26 « La France demeure un pays de solides résistances à une réelle égalité » (Giraudon et Deluy 14). En effet, la structure sociale française, depuis l’écrasement de la civilisation occitane au Moyen Âge, s’est constituée sur des bases fortement érigées autour d’un centre au pouvoir masculin. Cette hiérarchie du centre, qui métaphoriquement rayonne sur ses marges (les femmes, les minorités, les faibles, les colonies), a connu un durcissement au cours des siècles; il n’est donc pas étonnant que ce durcissement se reflète sur la littérature française : ainsi la poésie — ce genre dans lequel la structure sociale française se reflète sous son jour le plus traditionnel (les hommes créent alors que les femmes sont réduites au rôle passif de la muse) —, la poésie donc se durcit, elle aussi, au XXe siècle : elle seule sait exprimer l’indicible et conséquemment devient, à l’image même de la structure hiérarchique sociale, le centre par excellence de la littérarité, c’est-à-dire le bastion essentiellement masculin de la littérature.
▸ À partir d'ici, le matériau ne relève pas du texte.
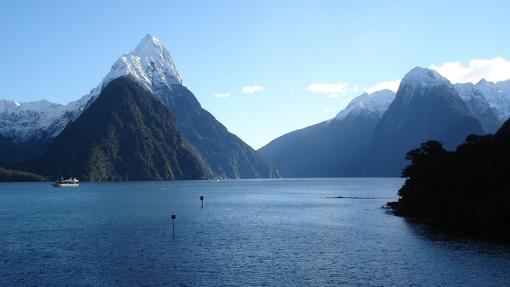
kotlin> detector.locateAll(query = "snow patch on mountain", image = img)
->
[102,34,182,91]
[335,90,395,120]
[400,67,451,88]
[475,80,510,122]
[0,34,182,142]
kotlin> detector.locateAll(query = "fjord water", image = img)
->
[0,178,510,286]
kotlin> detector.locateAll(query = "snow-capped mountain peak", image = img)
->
[401,67,450,87]
[101,34,182,91]
[335,90,395,120]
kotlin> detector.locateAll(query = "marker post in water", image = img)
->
[170,214,176,238]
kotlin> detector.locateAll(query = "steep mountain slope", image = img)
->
[21,77,208,181]
[104,35,278,178]
[260,90,395,177]
[370,67,485,176]
[0,35,278,178]
[475,80,510,122]
[0,96,89,161]
[389,117,510,236]
[454,83,503,133]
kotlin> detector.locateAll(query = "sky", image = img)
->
[0,0,510,148]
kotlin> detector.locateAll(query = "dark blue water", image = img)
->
[0,179,510,286]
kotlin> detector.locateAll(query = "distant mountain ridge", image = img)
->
[260,90,395,177]
[260,67,510,177]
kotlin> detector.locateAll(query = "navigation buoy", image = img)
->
[170,214,176,238]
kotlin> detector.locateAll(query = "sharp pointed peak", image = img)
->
[132,34,170,58]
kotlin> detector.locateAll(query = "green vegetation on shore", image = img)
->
[0,167,48,182]
[388,120,510,235]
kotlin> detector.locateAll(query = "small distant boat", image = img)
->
[53,177,80,187]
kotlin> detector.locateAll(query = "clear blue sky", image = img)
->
[0,0,510,148]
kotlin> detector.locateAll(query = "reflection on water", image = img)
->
[0,178,510,286]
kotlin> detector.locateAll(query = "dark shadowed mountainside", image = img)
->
[389,118,510,236]
[23,77,209,181]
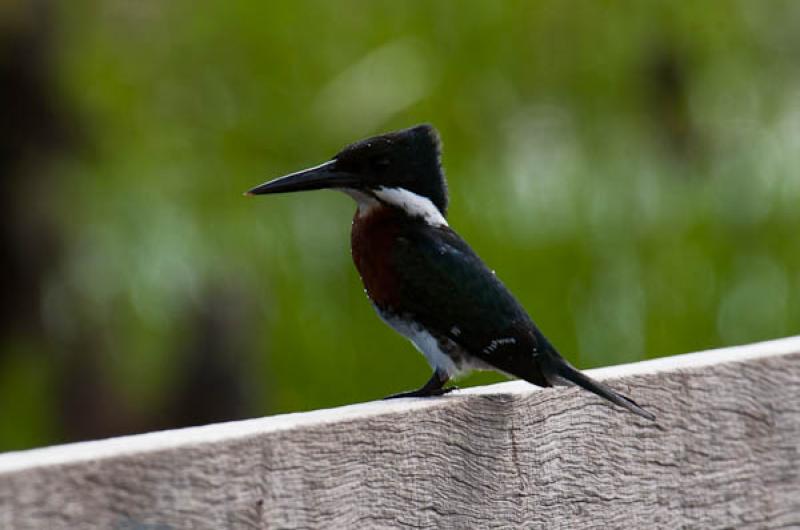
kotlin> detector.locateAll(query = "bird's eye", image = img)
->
[372,156,391,171]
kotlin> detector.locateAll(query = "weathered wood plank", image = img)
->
[0,338,800,529]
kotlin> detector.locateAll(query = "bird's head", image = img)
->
[247,125,447,219]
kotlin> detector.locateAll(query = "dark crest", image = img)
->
[334,124,447,216]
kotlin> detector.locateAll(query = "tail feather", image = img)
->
[546,356,656,421]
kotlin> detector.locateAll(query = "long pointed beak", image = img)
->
[245,160,358,195]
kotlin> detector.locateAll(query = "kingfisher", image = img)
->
[245,124,655,420]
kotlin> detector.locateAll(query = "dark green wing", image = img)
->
[393,219,549,386]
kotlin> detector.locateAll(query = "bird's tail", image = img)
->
[543,354,656,421]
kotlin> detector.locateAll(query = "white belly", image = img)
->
[376,308,492,377]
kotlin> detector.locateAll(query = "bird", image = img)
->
[245,124,655,420]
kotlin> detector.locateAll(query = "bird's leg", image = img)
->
[383,370,458,399]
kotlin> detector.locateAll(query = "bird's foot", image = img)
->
[383,386,458,399]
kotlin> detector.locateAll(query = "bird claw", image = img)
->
[383,386,458,400]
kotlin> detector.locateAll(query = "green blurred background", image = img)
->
[0,0,800,450]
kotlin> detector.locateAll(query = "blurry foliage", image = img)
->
[0,0,800,450]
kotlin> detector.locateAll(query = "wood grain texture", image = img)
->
[0,341,800,530]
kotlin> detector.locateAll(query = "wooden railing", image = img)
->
[0,338,800,530]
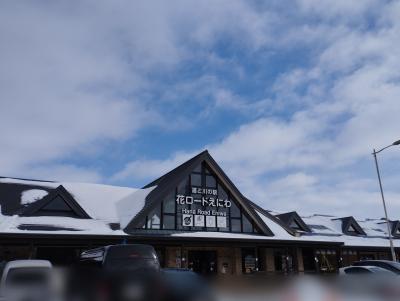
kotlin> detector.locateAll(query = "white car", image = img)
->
[339,266,396,276]
[0,260,52,300]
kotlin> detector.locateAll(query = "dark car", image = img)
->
[66,244,163,301]
[80,244,160,272]
[161,269,215,301]
[353,260,400,275]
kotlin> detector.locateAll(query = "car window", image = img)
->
[344,267,372,274]
[369,267,394,275]
[6,267,50,286]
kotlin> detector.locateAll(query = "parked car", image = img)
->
[339,266,397,276]
[80,244,160,272]
[161,268,215,301]
[66,244,162,301]
[0,260,52,301]
[353,260,400,275]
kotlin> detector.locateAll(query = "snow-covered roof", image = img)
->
[0,178,151,235]
[0,178,400,247]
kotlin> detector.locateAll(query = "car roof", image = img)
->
[5,259,52,269]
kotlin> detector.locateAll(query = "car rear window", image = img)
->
[6,267,50,286]
[107,245,157,260]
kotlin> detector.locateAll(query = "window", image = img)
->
[190,173,201,187]
[147,206,161,229]
[34,195,79,217]
[242,214,253,233]
[289,220,301,230]
[163,215,175,230]
[231,218,242,232]
[40,195,72,211]
[206,175,217,188]
[164,194,175,214]
[177,177,189,194]
[231,200,240,217]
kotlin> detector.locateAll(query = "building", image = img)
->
[0,151,400,275]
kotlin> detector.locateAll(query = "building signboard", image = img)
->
[176,187,232,228]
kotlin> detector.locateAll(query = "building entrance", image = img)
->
[188,251,218,276]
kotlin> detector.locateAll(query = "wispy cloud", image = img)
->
[0,0,400,216]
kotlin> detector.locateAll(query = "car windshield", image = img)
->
[6,267,50,286]
[370,267,394,275]
[388,262,400,271]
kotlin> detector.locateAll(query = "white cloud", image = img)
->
[110,1,400,217]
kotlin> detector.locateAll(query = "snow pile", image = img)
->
[116,186,157,229]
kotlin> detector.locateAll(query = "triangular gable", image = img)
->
[276,211,311,232]
[124,150,273,236]
[247,199,296,236]
[334,216,367,235]
[391,221,400,238]
[20,185,90,218]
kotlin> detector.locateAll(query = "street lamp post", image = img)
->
[372,140,400,261]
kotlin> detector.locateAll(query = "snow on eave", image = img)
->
[116,186,157,229]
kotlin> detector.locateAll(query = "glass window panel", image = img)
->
[231,218,242,232]
[218,184,228,200]
[147,206,161,229]
[178,177,189,194]
[193,164,201,173]
[163,214,175,230]
[190,174,201,186]
[164,194,176,213]
[206,175,217,188]
[41,195,72,211]
[231,200,240,217]
[242,214,253,233]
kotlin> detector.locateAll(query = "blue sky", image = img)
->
[0,0,400,218]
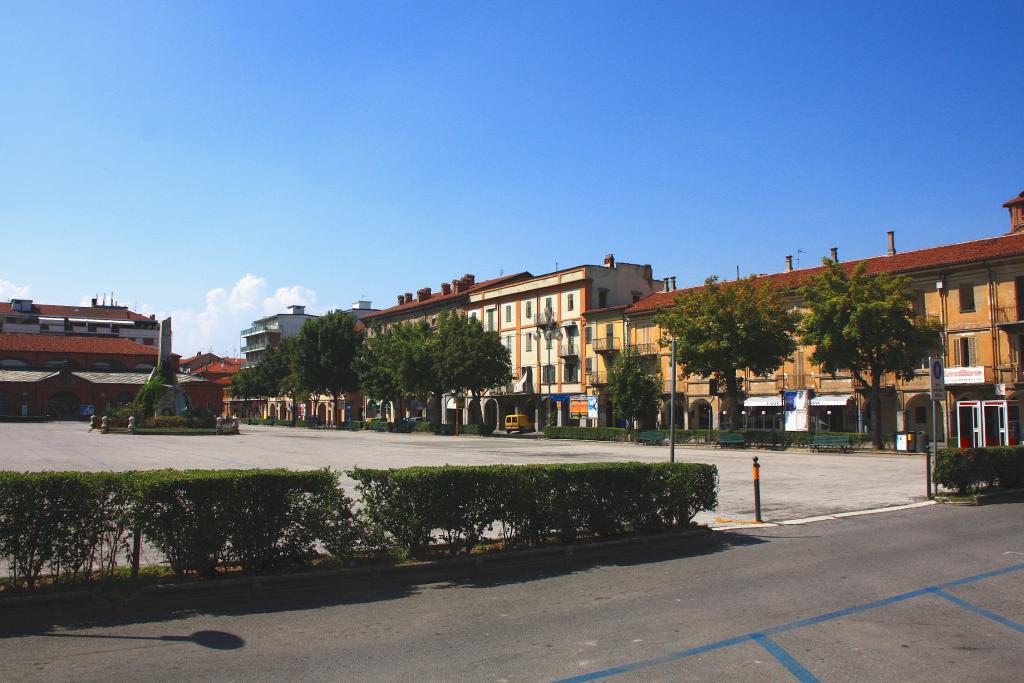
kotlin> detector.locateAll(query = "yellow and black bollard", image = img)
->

27 Telle n’est pas la situation au Québec, lequel s’inscrit dans l’histoire en tant que colonie bientôt soumise à une double hiérarchie : celle, économique et sociale anglo-saxonne et celle, culturelle, de la France. Le Québec a ainsi tenu, jusque dans les années soixante, une position inférieure en marge de ces deux centres. Cette structure socioculturelle particulière a formé une littérature dont la voix singulière a pris, comme on l’a vu plus tôt, la forme d’un exil essentiellement nomade. Le nomade, pour survivre, va nécessairement faire sienne l’altérité de l’étranger; plutôt que d’assimiler les autres, celui-ci va en intégrer ses caractéristiques.
28 Cette capacité d’intégration, cette extrême porosité de son identité constitue la différence radicale entre les littératures québécoise et française : alors que la littérature québécoise, la nomade, se renouvelle par le biais de ses marges telles l’écriture des femmes et l’écriture migrante qu’elle intègre jusqu’à se redéfinir elle-même, la littérature française, plus solidement ancrée, plus réfractaire au changement, tend à opposer instinctivement une résistance à ce qui ne vient pas de son centre ou d’un autre centre dominant. Caractéristique particulière de chacune dont il faut absolument tenir compte dans toute étude synchronique de ces deux littératures non seulement pour ne pas faussement attribuer de « retard » ou même associer ce retard à une «non-autonomisation » de la littérature québécoise, tel que déjà mentionné, mais encore — en ce qui concerne particulièrement les poésies des femmes — pour ne pas s’appuyer uniquement sur l’histoire littéraire dominante. Car s’opposent ici, dans leur ensemble, deux dynamiques essen-tiellement différentes : celle du manque, par laquelle la littérature québécoise se complète par l’Autre (on peut penser ici à la musique des gitans), et celle du plein, par laquelle la littérature française tend au non partage du pouvoir en reproduisant l’attitude coloniale à l’égard de ses marges quelles qu’elles soient (les femmes, les minorités, la littérature québécoise). Et j’ajouterais : malheureusement. Car « il y a les littératures de la suffisance et celles, pour moi fondamentales, de l’inquiétude » (Paré 51). La nôtre en est forcément une de l’inquiétude14, et il me semble qu’avec le temps cet inconfort a produit une qualité distincte qui a maintenant tout pour influencer la littérature française. Tout, à part sa jeunesse et sa place dans l’échiquier mondial.